Pak-India relations | Editorial
Prime Minister Imran Khan was right to congratulate Indian Prime Minister-elect Narendra Modi as being a reciprocal act this was a diplomatic obligation. Unlike 2014, Mr Modi declined to invite his Pakistani counterpart to his inauguration. This too was understandable as invitations were extended this time by India to leaders of BIMSTEC, of which Pakistan is not a member, and not to the heads of member states of SAARC, which is currently dysfunctional due to Indian manoeuvring.
Pakistan-India relations remain mired in controversies. With Pakistan-bashing given a priority during the BJP’s election campaign, none expected the PM-elect to be seen hugging his Pakistani counterpart at his inauguration. While improvement of ties between India and Pakistan is required to create an environment of peace in the region, there are hard realities that cannot be wished away. The PTI government has to proceed towards improvement of relations in a realistic manner without unnecessary euphoria or pessimism.
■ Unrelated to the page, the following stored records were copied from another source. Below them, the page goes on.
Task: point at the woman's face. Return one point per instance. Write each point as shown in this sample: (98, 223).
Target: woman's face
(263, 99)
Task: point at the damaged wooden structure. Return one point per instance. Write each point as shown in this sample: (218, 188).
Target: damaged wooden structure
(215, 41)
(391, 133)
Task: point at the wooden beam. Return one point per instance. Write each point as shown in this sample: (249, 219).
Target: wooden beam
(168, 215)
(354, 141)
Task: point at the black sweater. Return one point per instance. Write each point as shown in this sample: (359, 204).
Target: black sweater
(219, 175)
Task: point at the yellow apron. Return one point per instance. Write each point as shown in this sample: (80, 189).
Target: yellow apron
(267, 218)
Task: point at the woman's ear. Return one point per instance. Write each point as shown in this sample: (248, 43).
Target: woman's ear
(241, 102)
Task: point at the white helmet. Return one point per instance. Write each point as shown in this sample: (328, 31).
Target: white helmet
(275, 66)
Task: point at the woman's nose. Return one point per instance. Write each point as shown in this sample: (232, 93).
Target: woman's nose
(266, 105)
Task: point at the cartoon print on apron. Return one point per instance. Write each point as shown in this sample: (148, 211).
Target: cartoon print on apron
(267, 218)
Pakistan has, by and large, got itself disburdened of the terrorist networks that were considered India-specific. But no positive change is manifest so far in India’s Kashmir policy. Despite Mr Modi’s promise to pursue an inclusive policy, there is still no respite to attacks on the Muslims. There is no let-up to repression in Kashmir either. One will have to give Mr Modi time to take steps to prove that he really meant it when he called on all NDA allies to work in the spirit of inclusiveness with solidarity with everyone, and development for all, with the trust of all.
India is under pressure from Washington to completely align itself with the US regional strategy of balancing China in return for support in turning India into a regional overlord. In case India takes the bait, this would have negative consequences for Indo-Pakistan relations. With the economy becoming a pressing issue for Mr Modi in the days to come, Chinese President Xi Jinping, who is to visit India later this year, could show the Indian leader an alternate way out, that is, aligning India with the programme of the SCO aimed at growth through increased regional trade and economic cooperation. In case this happens, this would provide a strong basis for improvement of relations between India and Pakistan.